SIDELIGHTS: Dan Raphael once told CA: "All my comments are postfactum. I do not make money with my writing nor do I expect to, but language hence thought, knowledge, and perception must be explored and not de-liberated. My poems work best in performance, and it is my hope to tour nationally, as well as to work more with cassette-books and eventually videotapes."

He later added several additional comments: "Don't read much contemporary poetry, fail to reach to understand to have the patience and/or desire to probe the nuances. feel too outside this world of 'professional writers,' even the level of state grants and medium press prizes, what does this have to do with writing? Seems like writers always say they write 'coz they have to. I guess many are lucky that what they have to do is vendable, accessible, in fashion.

"Seems all the art forms made acceptable transition into nonrepresentational a while back but poetry continues the most anachronistic, precious, hung up in expectations and traditions like a private club clinging dearly to its tiny outmoded magic.

"Where does language come from? It is not a pure medium like music or painting, words are both heard and seen and more importantly processed, or how much of language is learned and what is there in a deeper, universal, cosmic, etc. sense? Language is this energy that taps into me—is the base of my work, a flow I do not understand & highly respect.

"It's damned frustrating to build a body of polished work, work that can speak to many people in different voices, and have no way of getting it out, have no channels that will accept it for distribution or even for itself. Yet this is the way I am committed to, and must accept others for what they're doing and believe they have as much integrity as I do, and vision, and skill—we are just walking different paths.

"To talk more makes no difference. The more ideas I formulate the more they may block the free unassuming flow of language, which though dependent on my circumstances, exposures etc., my instrumentality, must be given open rein (craft, in relation to my work, is a fine tuning, just whacking the words and going for the right tone; newness is important; not repeating nor taking an easy path, though I begin to realize the potential of recognizable structures & linkages within the work, how repetition w/variation can be highly dimensional.)

"The channel that works best for me in presenting my work is reading, as I've some dramatic training and experience, and the aural (I seem to have a natural though eccentric ear for rhythm and interrelation of sound) underpinnings of my poetry, coupled with the works lack of syntax, of recognizable clues to how to read—people don't know what to do with it when seen on the page, but reactions in public are always strong, in all parts of the country I've read, and the couple times I've read to older and nonpoetry audience. Since books are becoming a thing of the past, it may be time for poetry to become multi-media, and I hope to eventually tour more as a reader, to make tapes to accompany written texts (for I feel the poems work well as written, and with angles that can't be perceived through hearing, that poetry can fill both aural and visual spaces and unite these in the mind and deeper) as well as eventual appearances in radio and video."

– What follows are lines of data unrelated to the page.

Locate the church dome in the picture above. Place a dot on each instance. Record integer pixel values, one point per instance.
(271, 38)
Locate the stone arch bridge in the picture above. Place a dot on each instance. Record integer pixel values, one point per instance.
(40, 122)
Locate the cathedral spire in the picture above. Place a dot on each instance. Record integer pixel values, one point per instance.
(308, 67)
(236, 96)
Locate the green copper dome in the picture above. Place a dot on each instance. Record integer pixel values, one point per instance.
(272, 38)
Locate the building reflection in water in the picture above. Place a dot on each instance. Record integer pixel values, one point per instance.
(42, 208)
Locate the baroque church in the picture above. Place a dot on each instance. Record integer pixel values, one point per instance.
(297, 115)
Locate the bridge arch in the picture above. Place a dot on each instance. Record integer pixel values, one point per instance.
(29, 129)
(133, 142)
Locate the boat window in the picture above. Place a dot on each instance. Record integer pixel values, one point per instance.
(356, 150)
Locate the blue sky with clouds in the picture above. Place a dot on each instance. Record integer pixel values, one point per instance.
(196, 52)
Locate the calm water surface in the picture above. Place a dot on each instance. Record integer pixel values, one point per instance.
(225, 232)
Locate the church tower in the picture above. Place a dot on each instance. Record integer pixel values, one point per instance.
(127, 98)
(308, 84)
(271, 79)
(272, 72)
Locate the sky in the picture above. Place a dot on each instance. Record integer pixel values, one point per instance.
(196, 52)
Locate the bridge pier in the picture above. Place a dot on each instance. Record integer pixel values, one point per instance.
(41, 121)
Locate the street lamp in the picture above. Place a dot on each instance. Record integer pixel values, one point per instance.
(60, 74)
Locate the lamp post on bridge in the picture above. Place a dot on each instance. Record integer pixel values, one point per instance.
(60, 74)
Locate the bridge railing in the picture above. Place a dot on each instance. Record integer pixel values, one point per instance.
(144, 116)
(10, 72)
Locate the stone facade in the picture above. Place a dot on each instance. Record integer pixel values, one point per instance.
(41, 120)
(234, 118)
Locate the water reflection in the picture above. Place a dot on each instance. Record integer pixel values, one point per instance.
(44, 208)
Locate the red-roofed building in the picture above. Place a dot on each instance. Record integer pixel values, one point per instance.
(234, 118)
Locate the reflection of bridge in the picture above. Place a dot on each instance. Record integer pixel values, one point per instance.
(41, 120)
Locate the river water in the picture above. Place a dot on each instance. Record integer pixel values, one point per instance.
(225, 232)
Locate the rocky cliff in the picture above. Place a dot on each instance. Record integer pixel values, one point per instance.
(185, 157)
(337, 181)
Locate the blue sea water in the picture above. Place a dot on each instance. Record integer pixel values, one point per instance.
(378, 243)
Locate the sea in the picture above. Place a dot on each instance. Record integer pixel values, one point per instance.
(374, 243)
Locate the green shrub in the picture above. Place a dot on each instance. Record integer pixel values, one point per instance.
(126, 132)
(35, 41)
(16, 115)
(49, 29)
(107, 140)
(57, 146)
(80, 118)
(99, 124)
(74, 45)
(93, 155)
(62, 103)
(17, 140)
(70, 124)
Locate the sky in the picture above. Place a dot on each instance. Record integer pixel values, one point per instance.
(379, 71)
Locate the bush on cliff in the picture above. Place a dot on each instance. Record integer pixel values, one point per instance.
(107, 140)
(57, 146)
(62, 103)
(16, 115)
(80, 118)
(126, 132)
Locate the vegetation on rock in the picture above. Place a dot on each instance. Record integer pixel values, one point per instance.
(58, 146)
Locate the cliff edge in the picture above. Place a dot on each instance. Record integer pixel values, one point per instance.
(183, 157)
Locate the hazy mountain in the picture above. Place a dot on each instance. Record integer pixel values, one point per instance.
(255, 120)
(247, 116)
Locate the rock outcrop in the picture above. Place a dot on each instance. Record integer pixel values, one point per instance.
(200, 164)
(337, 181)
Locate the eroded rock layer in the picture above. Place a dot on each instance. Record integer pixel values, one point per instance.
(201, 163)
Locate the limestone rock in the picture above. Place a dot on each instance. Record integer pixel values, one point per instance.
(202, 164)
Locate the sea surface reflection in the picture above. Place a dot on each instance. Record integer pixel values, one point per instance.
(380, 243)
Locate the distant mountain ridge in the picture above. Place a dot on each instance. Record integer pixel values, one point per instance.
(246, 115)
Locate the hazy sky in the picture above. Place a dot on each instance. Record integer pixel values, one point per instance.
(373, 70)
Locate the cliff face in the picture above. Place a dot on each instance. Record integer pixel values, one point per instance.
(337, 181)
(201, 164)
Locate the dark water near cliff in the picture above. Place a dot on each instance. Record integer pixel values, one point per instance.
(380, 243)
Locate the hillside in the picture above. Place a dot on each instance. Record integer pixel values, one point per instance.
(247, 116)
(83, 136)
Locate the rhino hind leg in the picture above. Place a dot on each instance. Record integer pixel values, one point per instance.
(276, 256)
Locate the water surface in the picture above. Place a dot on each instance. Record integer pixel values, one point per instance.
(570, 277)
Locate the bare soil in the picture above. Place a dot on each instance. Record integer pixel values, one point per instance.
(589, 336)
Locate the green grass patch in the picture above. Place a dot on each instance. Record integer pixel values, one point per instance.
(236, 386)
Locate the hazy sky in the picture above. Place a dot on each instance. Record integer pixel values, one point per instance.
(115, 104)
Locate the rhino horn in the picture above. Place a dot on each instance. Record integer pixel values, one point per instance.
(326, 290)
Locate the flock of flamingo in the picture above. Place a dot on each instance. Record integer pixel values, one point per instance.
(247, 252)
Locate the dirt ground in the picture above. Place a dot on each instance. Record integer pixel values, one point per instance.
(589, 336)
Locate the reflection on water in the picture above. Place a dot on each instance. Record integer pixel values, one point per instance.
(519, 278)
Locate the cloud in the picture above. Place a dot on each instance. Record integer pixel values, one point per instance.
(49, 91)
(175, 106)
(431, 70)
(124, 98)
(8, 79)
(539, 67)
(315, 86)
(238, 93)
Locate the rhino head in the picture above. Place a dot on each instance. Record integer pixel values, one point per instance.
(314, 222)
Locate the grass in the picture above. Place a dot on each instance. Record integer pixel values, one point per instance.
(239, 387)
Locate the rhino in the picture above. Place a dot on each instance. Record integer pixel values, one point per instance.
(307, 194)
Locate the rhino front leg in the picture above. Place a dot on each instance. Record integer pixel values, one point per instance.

More recently Raphael added: "I write because it's the thing I do with the most energy, creativity, and uniqueness. My poems happen when enough language energy builds in me through what I've seen, heard, read, and thought. So I can't just sit down and write, the built-up energy needs a spark (usually a few words, whether from inside or outside of me). My writing is not like most other poets—I am not representational, narrative, confessional, or intentional. My poetry is visionary, energized, and needs readers more receptive than analytical. One source of inspirational material is science-fiction novels. I often write after seeing movies, though I am not writing about the movie."

BIOGRAPHICAL AND CRITICAL SOURCES:

periodicals

Heaven Bone, spring, 1994, review of The Bones Begin to Sing, p. 80.